Jan 26, 2009 22:22
I can't seem to rise above a certain pecuniary mark. It must be self-sabotage. No matter what happens or how the universe rains down its generosity upon me, I can never get over a certain amount in the bank.
I daresay I have fallen into the old trap. I got a raise and then decided I could "afford" to be a little more extravagant. Save for the past two days, I am always waltzing around with a glass of merlot and what not.. Hosting or assiting in parties, going out and doing god-knows, eating out at nearly every lunch.
I mean, eating out at lunch! At a sit-down restaurant like the CousCous Cafe--that is a death wish! If you spend $10 on a lunch, and go to 20 lunches in a working month, that's $200!

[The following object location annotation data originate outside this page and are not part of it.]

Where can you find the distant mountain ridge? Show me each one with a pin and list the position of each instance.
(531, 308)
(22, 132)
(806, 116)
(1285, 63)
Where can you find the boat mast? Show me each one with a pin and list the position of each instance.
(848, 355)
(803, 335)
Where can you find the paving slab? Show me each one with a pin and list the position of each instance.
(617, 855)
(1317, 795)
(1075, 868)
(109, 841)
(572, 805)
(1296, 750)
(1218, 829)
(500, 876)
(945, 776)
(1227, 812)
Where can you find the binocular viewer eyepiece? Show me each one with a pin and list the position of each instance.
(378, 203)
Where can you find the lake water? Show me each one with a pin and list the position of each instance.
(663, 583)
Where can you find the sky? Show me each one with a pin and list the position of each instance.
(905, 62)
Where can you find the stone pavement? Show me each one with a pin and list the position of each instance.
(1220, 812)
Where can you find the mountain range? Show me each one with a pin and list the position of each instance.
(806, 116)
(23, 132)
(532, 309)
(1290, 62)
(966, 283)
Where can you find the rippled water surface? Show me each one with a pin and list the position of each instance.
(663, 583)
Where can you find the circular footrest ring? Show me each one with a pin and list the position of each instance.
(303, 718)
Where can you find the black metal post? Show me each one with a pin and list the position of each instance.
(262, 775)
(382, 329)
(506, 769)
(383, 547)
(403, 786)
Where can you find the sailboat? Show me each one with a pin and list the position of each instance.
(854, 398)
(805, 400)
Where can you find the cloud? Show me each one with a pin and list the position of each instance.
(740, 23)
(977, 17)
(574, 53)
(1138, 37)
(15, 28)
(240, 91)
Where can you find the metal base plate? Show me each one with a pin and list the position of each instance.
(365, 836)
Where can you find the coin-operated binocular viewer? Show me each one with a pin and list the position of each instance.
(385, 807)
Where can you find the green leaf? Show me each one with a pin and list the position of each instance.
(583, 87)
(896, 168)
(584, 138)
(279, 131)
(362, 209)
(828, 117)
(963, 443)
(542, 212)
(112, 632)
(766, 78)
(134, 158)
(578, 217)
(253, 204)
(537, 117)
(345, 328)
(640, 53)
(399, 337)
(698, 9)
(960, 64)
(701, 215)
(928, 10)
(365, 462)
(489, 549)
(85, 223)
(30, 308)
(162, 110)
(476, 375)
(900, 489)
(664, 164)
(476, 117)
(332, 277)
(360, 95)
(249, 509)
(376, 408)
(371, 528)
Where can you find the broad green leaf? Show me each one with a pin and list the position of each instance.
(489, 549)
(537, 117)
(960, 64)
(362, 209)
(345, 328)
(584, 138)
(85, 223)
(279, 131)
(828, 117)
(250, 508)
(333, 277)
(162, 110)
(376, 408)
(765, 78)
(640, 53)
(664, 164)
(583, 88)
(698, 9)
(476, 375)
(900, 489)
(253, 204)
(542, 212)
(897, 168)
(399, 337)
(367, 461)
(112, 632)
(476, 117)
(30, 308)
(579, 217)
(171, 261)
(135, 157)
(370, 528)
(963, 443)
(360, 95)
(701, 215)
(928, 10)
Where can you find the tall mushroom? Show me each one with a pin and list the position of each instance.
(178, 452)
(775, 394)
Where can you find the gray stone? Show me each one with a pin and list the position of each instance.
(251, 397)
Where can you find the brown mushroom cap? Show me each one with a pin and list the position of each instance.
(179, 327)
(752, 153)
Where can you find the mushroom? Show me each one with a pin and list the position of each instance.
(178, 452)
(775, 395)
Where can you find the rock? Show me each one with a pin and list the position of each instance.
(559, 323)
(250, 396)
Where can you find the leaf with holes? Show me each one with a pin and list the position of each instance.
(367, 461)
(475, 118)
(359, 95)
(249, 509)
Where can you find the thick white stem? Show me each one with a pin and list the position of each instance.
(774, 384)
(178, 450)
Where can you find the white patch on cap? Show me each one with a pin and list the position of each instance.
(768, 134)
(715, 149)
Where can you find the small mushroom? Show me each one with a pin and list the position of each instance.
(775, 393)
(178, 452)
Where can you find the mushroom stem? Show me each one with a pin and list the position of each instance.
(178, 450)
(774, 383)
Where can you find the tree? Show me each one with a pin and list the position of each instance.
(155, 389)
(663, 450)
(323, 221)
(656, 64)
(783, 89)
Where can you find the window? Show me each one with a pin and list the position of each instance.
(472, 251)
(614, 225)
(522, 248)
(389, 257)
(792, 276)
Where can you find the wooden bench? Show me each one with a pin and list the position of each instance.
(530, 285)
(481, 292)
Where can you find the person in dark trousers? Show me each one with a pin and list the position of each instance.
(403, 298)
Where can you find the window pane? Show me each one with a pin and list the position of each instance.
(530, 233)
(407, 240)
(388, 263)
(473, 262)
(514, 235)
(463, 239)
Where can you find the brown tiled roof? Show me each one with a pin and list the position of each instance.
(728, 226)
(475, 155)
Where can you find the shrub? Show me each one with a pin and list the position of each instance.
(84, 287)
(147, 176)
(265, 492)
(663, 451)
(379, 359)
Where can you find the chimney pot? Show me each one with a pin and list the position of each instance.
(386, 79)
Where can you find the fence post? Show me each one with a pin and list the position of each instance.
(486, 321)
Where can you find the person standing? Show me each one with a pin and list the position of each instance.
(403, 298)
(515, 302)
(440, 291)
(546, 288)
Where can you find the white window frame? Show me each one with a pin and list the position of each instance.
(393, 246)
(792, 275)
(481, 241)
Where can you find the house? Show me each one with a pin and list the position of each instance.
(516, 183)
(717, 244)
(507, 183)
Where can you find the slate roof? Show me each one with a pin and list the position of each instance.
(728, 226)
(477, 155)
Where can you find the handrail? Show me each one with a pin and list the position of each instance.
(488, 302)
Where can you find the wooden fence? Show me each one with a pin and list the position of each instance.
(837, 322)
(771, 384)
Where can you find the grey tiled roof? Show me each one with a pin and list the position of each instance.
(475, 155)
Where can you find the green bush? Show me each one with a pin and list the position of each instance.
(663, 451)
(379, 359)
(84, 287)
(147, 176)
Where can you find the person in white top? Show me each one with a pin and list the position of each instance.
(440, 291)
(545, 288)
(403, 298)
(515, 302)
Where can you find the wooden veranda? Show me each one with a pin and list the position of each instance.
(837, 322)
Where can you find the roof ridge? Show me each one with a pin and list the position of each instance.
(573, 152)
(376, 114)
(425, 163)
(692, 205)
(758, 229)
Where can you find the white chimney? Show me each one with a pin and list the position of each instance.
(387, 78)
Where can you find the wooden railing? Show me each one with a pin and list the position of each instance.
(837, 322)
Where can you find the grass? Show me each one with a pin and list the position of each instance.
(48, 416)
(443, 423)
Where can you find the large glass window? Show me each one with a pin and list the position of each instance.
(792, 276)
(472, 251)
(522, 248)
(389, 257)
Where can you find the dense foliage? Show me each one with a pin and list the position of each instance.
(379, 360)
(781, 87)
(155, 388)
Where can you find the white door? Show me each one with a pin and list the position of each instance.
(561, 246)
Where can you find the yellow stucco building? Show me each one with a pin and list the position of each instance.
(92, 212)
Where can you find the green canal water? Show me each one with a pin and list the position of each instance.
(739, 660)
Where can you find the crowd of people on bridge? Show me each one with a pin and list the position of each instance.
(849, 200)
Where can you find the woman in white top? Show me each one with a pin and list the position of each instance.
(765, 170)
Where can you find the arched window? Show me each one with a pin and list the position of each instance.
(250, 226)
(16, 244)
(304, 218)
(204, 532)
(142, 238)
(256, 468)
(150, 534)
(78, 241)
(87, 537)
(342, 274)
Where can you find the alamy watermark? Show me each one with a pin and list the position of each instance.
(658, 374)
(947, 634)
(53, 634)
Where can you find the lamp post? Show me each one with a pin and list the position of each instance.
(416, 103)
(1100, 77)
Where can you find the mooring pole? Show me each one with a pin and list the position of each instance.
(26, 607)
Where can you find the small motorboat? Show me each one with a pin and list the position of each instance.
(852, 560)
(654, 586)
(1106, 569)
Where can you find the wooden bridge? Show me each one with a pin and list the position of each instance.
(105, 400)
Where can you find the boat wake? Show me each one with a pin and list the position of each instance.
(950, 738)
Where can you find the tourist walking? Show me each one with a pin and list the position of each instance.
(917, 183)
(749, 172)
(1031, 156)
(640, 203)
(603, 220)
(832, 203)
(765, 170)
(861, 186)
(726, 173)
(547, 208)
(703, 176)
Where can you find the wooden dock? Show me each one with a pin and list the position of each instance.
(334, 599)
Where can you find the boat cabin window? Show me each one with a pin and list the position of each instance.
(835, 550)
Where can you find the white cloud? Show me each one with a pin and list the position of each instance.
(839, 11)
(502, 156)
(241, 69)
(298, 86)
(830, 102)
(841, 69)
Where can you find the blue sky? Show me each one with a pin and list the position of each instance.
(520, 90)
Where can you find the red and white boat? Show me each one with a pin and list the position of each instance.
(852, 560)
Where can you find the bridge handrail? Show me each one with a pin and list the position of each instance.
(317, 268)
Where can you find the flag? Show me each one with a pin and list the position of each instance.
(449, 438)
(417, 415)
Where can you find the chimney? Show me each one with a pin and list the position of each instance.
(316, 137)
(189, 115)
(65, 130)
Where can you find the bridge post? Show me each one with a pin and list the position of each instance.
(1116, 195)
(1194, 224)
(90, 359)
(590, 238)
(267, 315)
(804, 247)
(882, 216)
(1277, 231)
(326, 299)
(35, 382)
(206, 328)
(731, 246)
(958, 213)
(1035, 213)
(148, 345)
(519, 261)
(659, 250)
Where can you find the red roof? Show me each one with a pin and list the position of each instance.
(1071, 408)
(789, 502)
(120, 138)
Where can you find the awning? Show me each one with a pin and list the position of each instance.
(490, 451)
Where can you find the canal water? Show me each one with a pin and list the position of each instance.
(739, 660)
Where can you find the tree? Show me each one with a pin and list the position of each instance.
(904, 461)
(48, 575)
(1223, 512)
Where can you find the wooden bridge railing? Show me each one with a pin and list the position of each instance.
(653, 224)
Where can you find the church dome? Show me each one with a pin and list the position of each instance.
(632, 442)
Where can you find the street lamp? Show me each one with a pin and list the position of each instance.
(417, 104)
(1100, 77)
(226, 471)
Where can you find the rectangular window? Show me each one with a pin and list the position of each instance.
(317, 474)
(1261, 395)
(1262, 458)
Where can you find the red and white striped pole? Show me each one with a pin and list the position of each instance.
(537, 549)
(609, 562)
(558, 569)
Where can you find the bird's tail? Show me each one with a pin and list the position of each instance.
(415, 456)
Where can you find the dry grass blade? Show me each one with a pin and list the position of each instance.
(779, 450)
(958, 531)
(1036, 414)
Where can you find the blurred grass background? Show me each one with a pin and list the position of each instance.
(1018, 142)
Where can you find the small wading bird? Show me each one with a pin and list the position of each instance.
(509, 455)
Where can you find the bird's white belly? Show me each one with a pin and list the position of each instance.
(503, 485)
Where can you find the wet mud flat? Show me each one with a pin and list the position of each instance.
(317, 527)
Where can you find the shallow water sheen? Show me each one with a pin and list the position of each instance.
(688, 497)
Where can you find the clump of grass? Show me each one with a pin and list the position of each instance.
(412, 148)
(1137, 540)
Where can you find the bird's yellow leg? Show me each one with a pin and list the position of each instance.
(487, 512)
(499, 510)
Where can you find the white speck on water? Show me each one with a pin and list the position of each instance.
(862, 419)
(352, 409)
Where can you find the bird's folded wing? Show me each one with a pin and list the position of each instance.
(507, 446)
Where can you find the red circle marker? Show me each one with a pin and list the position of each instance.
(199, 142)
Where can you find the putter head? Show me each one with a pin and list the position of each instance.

I have got to be an absolute miser. The important thing for me (all other things having been shown meaningless) is 1) vast sums of money, and 2) reading in all spare free time
The money is not meaningful in itself; it is merely the vehicle by which I can continue my charmed life of total freedom and comfort.
Yes, I need to save a little more, and then find a way to turn the money into a money-maker in itself. Some project that generates mega interest. I hear the ol Weokie Credit Union offers 6% interest. Can you imagine?
I've got to sell all my assets. I've got to accumulate the largest amount of money ever assembled by Great Plains trailer trash
What amuses me is, I keep getting more stuff. Tomorrow, for instance--I get the day off work because of the ice storm. Can you imagine! More time to slack off. People give me money, buy me things, treat me well. In March I may go to the national TESOL conference in Denver. I mean, what's this?
And yet I'm so negative! This is exposing a real flaw in Louise Hay philosophy. Actually, I think it's perhaps merely an addendum. Once you reach a certain point, things just become easy. Somehow the path is cleared. Graduate college, get a certain kind of job, live in the city-- unpleasantries, one by one, disappear. I dont even know the horrors I'm missing out on.
Imagine what it must be like for the Bushes or Kennedys. They think life is a merry old ride, simply because they've been born into the tippy-top, and so all barriers evaporate merely upon word that they're approaching.
Something about that, you know. There are certain "rungs" of society. The higher up you go, the easier it gets--so easy that you dont even realize how many perks you have or what kind of horrors you're missing or how the people below are clearing the path for you
I must ascend to the heights if I am to fulfill my Richard Nixon destiny. Nixon, born on my very birthday, Kennedy-wannabe, capricorn savage. And I, with an affection for tragedy--Oedipus to Dorian to Aschenbach--I am well suited for the fall.